Y fue así, rápido y sin más vueltas que darle. Daniel Aravena, juez del Octavo Juzgado de Garantía de Santiago decidió excluir a todos los querellantes del caso Pente en el proceso de juicio abreviado que había solicitado la Fiscalía.

¿Que significa esto? Que el Consejo de Defensa del Estado, Ciudadano Inteligente y el Partido Socialista -todos acusadores por cohecho y soborno a Carlos Eugenio Lavín, Carlos Alberto Délano y Pablo Wagner (ex subsecretario de Minería en primer gobierno de Piñera- no serán parte del proceso que se iniciará ahora y que implica el entierro definitivo del caso que remeció la política chilena.

Al quedar fuera se acaba para siempre la acusación por cohecho y soborno, tesis que sostuvo la Fiscalía mientras Carlos Gajardo y Pablo Norambuena lideraron la investigación.
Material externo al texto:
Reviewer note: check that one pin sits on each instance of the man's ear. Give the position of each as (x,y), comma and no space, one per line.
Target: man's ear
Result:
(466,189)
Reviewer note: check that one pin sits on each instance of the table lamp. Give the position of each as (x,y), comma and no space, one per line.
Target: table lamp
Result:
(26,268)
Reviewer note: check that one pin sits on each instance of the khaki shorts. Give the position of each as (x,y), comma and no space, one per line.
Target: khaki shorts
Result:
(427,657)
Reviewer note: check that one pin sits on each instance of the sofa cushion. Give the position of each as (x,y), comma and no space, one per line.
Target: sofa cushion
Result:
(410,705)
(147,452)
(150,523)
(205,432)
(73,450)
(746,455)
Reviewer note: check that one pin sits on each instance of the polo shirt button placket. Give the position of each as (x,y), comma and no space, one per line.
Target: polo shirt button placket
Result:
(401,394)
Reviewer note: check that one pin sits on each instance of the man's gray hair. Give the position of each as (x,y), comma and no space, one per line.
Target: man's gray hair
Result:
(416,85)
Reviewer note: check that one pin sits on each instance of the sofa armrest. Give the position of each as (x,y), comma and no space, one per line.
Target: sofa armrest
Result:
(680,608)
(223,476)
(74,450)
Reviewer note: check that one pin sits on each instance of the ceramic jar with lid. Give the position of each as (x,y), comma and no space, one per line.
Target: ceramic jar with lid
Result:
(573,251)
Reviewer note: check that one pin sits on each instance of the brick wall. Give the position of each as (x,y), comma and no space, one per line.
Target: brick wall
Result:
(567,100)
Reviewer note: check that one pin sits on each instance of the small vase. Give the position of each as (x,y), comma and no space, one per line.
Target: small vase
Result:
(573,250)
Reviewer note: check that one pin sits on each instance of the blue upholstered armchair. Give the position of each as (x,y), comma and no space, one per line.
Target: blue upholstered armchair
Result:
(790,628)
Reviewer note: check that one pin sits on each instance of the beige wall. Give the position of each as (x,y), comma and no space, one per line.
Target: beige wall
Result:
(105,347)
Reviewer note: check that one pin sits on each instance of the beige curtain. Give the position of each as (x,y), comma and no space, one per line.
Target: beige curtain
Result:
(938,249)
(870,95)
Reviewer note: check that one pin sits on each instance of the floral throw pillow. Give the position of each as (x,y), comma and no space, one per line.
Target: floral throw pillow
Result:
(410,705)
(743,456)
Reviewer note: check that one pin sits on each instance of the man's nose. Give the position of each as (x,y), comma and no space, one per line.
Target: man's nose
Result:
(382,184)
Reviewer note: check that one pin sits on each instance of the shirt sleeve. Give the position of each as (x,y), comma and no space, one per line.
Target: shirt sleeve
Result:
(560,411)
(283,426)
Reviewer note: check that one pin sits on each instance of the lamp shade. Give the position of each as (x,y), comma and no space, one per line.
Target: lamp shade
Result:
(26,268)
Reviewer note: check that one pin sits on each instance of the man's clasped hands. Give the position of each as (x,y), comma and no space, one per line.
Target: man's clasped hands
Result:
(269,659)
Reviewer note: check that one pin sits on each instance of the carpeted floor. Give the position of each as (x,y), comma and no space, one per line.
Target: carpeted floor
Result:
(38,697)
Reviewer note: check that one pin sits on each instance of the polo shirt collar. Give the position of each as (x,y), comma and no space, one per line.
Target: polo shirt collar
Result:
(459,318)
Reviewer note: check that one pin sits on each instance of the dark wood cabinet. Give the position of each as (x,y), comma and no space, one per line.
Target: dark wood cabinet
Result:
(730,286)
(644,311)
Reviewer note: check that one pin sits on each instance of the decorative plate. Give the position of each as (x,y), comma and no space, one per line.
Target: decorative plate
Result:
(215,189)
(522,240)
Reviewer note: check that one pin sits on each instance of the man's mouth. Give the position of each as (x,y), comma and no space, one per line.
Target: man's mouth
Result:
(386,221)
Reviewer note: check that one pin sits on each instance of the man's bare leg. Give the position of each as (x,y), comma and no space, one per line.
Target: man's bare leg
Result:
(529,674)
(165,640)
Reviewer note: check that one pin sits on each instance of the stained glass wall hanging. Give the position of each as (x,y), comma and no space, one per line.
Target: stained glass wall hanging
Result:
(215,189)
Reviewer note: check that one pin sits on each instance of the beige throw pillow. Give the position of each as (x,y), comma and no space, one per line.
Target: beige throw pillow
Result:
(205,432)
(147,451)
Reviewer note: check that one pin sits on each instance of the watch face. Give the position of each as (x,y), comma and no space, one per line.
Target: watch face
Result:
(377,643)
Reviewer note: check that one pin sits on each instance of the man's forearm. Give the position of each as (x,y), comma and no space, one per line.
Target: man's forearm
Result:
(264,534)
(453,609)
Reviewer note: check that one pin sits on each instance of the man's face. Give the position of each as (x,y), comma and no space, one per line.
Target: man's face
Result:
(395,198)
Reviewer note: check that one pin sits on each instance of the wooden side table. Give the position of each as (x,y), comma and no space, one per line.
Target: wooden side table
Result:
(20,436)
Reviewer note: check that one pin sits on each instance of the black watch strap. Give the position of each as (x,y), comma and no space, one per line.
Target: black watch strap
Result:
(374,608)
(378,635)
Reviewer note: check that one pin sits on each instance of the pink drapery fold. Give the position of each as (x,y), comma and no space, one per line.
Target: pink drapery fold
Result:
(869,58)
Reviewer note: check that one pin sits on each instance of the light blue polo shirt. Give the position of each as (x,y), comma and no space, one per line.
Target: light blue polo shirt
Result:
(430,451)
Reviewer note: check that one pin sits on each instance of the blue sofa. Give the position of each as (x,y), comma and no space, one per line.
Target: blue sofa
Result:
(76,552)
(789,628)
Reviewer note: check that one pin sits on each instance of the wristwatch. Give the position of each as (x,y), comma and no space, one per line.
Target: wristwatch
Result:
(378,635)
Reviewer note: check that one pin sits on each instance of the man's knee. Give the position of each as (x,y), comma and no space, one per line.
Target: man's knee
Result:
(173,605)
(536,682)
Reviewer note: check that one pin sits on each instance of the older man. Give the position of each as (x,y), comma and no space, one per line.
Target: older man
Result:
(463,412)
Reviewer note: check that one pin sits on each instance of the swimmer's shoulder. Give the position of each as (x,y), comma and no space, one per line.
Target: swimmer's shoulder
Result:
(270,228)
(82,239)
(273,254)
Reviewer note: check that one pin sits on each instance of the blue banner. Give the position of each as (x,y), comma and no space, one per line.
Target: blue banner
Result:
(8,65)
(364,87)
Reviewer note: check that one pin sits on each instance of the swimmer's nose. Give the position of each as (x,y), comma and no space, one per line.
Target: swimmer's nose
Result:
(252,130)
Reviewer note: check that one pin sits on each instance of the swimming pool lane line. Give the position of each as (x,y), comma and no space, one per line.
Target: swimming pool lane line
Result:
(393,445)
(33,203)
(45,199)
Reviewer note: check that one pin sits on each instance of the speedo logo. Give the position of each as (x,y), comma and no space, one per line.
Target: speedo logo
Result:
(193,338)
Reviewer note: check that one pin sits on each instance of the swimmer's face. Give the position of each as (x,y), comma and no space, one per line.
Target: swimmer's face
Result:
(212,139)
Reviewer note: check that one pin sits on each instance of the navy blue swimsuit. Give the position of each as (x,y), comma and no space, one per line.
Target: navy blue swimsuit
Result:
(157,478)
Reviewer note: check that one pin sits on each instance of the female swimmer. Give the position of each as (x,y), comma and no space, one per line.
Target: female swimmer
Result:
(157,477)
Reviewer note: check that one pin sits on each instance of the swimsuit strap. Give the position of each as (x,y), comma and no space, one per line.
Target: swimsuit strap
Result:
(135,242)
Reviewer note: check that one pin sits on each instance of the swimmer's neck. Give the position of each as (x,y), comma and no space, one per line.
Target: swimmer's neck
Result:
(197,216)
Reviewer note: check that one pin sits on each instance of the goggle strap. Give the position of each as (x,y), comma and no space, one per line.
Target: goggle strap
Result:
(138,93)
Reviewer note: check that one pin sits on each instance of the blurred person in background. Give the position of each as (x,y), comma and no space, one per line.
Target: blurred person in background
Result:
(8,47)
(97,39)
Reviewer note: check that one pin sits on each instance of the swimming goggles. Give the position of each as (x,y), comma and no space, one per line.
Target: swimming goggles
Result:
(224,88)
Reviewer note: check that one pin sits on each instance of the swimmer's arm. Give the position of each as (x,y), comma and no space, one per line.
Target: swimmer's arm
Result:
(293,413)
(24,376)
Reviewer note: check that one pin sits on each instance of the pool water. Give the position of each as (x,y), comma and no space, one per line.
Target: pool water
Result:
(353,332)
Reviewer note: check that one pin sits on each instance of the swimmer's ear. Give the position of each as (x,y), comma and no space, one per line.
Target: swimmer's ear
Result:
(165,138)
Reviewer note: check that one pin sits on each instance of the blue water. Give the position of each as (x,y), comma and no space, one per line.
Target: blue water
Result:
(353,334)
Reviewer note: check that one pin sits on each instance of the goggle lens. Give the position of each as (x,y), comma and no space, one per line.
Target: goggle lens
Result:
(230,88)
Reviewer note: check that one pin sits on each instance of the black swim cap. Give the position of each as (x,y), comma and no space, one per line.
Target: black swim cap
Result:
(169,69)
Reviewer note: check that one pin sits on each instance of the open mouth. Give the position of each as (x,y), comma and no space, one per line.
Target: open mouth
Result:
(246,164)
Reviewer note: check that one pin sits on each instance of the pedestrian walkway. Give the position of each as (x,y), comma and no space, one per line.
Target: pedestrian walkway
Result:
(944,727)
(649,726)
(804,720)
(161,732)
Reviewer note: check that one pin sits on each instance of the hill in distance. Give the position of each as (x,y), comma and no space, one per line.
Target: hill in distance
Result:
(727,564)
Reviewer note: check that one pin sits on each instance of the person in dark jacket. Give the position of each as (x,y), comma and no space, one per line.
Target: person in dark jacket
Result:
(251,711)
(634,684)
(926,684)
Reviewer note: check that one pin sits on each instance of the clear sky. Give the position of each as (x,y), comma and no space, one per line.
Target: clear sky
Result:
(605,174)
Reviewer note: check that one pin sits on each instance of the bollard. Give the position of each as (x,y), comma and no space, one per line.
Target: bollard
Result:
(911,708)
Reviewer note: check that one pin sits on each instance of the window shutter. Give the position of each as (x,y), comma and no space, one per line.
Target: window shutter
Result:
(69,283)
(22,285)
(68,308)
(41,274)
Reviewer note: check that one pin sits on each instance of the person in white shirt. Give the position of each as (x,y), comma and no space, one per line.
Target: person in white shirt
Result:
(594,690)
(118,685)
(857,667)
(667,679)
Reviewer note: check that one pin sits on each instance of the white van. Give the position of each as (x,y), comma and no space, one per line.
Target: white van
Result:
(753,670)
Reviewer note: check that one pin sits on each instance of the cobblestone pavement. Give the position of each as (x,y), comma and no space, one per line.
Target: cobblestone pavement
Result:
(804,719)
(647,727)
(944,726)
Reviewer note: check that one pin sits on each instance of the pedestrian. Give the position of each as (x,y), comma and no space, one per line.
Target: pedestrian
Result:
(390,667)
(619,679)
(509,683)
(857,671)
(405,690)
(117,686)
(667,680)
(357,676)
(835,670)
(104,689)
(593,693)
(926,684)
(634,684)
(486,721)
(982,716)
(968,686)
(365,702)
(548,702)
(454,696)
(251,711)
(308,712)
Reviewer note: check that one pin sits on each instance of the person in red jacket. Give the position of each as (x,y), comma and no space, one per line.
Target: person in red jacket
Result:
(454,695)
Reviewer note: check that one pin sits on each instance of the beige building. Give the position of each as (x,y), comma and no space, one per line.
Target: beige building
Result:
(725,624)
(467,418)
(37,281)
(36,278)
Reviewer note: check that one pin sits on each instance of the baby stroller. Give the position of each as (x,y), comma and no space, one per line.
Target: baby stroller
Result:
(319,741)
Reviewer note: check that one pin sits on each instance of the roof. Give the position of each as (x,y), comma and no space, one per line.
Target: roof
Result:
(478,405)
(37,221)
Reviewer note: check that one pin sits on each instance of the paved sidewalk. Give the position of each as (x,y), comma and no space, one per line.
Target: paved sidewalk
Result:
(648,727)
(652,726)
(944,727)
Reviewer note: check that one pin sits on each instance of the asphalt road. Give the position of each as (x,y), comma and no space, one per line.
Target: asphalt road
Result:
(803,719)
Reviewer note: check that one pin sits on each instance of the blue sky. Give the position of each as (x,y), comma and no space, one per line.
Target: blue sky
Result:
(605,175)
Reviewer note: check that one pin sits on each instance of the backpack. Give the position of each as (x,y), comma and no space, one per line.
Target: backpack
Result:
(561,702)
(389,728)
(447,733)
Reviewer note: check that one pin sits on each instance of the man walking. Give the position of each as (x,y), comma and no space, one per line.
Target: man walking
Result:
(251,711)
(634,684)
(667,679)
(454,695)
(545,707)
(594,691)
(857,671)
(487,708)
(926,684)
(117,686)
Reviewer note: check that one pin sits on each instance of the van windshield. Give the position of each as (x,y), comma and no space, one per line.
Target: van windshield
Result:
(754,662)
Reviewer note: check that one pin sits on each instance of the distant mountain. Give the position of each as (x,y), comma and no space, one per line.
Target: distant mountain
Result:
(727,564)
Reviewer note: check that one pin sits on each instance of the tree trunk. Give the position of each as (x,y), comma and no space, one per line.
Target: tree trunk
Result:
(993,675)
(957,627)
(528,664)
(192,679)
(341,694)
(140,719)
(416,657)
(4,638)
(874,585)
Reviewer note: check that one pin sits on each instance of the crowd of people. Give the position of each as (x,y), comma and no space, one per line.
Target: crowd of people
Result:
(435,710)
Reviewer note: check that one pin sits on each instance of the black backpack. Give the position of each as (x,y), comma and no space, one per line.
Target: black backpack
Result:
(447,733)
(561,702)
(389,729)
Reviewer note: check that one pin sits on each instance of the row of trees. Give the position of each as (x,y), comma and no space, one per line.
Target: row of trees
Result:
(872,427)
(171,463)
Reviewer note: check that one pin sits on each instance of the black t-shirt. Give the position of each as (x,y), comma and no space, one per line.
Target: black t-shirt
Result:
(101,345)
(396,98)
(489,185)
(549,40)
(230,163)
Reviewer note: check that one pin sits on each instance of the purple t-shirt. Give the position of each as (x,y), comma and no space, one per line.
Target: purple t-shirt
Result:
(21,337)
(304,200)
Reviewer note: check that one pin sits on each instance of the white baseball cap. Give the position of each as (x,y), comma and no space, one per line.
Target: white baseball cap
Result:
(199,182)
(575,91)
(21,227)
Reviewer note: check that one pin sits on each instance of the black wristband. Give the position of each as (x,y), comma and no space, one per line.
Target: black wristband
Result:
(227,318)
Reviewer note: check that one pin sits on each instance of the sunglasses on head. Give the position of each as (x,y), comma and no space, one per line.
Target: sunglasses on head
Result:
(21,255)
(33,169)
Ahora, después de la renuncia al Ministerio Público de ambos, quedó en manos de Manuel Guerra, Fiscal Metropolitano Oriente, quien descartó esa tipificación por “falta de antecedentes” y lo bajó a “apoyo económico indebido”.

“Lo hemos hecho porque hemos llegado a la convicción de que no tenemos elementos que nos permitan acreditar ni sustentar seriamente una acusación en esos términos, y creemos que los hechos que el Ministerio Público puede probar son, en definitiva, aquellos que dan cuenta de un delito de enriquecimiento ilícito”, dijo Guerra esta mañana, a la entrada del tribunal.

Vale recordar que los dueños de Penta -Délano y Lavín- pagaron un total de $42 millones a Wagner, dividido en depósitos de $3 millones mensuales que llegaron a la cuenta de la entonces  autoridad de gobierno, ratificado todo en una serie de correo a los que tuvo acceso la Fiscalía.

Con la recalificación del delito, los tres imputados arriesgan una pena de cuatro años que podrán cumplir en libertad y una multa de $1.700 millones.

Los querellantes excluidos expresaron su molestia respecto a la decisión. Ciudadano Inteligente aseguró que la Fiscalía “renunció a juzgar”, mientras que el representante del Consejo de Defensa del Estado fue más explícito: “Entonces su Señoría, la fiscalía, puede hacer lo que se le antoja”, dijo el abogado ante el juez Aravena.